De lunes a jueves todos son lunes. El viernes, al menos, tiene el tinte de la ligera alegría de ser el ultimo de la semana, el saborcillo de ser el comienzo del fin de semana. Al menos puedo usar jeans y camiseta y sandalias para irme a la oficina. Es solo una ilusión, porque me esperan otras 8 horas y pico, pero al menos, hay una esperanza. El resto de los días, ninguna.
Así que salgo caminando, como cada mañana, moviéndome por aquello de que cuando se deja de luchar ya se esta muerto, incluso antes de dejar de respirar, y pienso, joder, que cerca que tenemos la muerte cada día, pisándonos los talones, espiando cada paso. Cuando dejes de luchar habrás muerto. Si, esta cerca.
Salgo del metro, mi piloto automático (con el que sobrevivo los primeros cinco malditos días de cada semana) me lleva a la parada del tranvía, pero el paso esta bloqueado. Están reconstruyendo las líneas, y lo se, incluso creo que mi piloto automático lo sabe también, pero lleva mucho tiempo moviéndose por instinto y su instinto dice que la parada del tranvía es allí, y tiene razón siempre, menos hoy. Así que giro sobre mis pasos y me dirijo a la parada del autobús.
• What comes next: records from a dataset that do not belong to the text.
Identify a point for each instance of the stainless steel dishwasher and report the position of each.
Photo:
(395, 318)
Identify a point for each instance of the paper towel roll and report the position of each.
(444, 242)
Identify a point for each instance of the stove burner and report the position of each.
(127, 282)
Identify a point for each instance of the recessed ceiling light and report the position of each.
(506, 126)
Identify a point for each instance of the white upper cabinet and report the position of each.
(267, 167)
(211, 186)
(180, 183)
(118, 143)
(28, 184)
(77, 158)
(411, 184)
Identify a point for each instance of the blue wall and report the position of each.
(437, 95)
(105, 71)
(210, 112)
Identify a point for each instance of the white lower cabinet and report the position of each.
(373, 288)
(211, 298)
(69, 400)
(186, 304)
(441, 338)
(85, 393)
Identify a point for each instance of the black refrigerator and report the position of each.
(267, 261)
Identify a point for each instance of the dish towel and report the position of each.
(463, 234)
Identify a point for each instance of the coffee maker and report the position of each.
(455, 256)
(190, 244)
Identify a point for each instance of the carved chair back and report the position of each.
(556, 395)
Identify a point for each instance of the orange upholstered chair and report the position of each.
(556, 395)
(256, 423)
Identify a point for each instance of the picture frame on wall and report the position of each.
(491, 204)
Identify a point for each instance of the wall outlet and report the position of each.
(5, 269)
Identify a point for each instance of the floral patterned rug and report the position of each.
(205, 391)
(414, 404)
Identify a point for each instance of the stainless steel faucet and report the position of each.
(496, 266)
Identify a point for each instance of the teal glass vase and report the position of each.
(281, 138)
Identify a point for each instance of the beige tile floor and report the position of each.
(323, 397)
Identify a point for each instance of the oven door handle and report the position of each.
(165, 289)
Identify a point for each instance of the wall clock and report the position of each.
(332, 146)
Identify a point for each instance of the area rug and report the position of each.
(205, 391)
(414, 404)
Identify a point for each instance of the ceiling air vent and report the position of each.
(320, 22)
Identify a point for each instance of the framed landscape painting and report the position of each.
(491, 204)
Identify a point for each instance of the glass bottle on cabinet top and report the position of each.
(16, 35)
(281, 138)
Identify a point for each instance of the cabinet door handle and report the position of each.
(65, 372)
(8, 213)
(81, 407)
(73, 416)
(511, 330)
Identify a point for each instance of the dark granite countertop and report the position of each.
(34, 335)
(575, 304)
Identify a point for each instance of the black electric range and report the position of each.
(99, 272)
En esas, aparece un hombre muy sucio y sin cuello, va a pasar justo cerca de mí, lo calculo en su trayectoria y clavo mis ojos en mi Sudoku, y dejo que la música me taladre la cabeza. El Sudoku no es solo un juego matemático donde colocas números y desengrasas el cerebro. Cuando lo mezclas con una buena música, consigues un escudo antibombas, nadie te puede molestar, nadie, ni siquiera este hombre pestilente y sin cuello que gracias a mi escudo ya ha pasado de largo sin que yo lo note.
El autobús llega, me muevo, me subo. Ahora estoy más cerca de la oficina, de otro día de trabajo, aunque sea viernes.